Referring now to FIGS. 17-19, during firing, as a pusher plate 108c translates through a corresponding retention slot 230 to a fired position, pusher plate 108c at least partially blocks or covers an opening 232 between retention slot 230 and magazine 244 to inhibit reloading of retention slot 230 with a new fastener 110 by magazine 244 until the firing stroke is complete. As pusher plate 108c returns to its pre-fired position at the base of retention slot 230, opening 232 is uncovered or opened to magazine 244 and receives the next fastener 110 from magazine 244 due to biasing force “F” of biasing member 246. It is contemplated that the next fastener 110 from magazine 244 may be at least partially received through opening 232 and within retention slot 230 as pusher plate 108c returns toward its pre-fired position where, for example, tips 110d of the next fastener 110 may be received through opening 232 and within retention slot 230 before backspan 110e is received through opening 232 and within retention slot 230.

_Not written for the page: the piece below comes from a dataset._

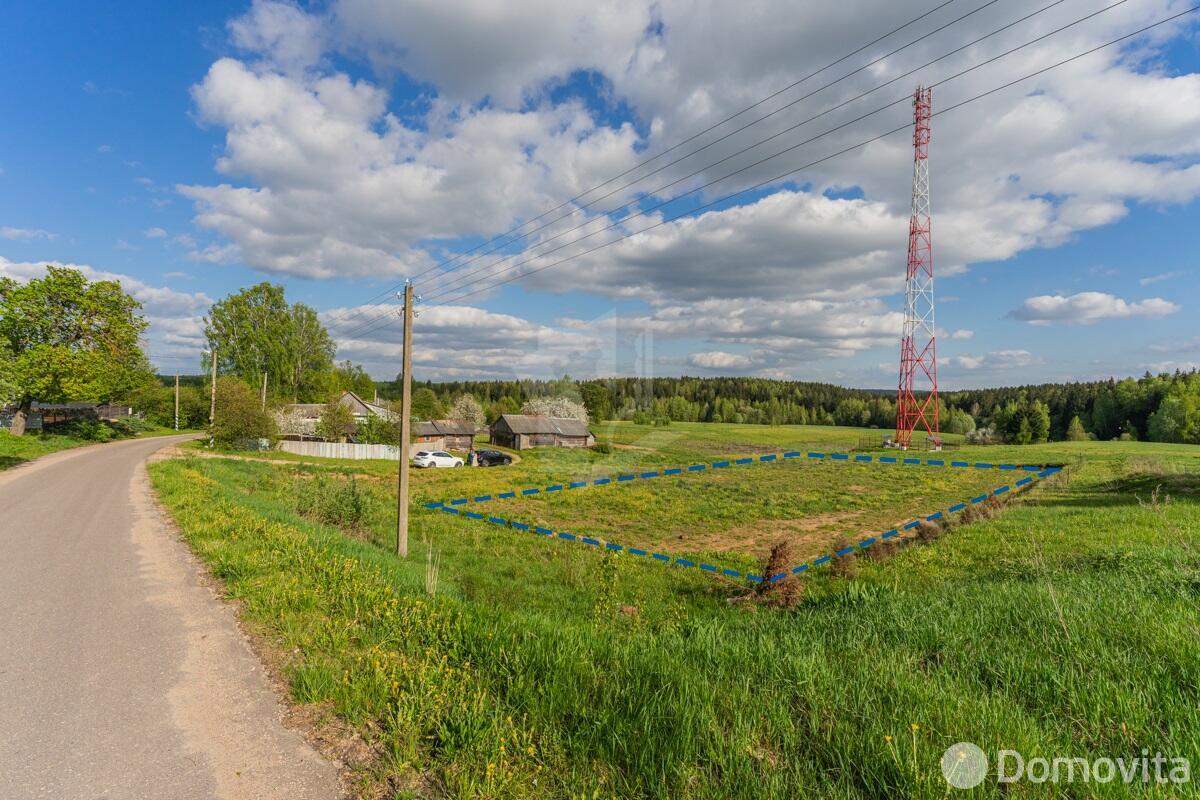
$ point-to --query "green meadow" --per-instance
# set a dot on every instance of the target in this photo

Referring now to FIGS. 11-19, a firing cam assembly 300 is disposed at least partially within proximal housing 100 of loading unit 16 and extends at least partially into tool assembly 18. Firing cam assembly 300 is disposed in operative communication with handle assembly 12 and is configured to translate distally and proximally through tool assembly 18 upon actuation of handle assembly 12, as will be described below in more detail.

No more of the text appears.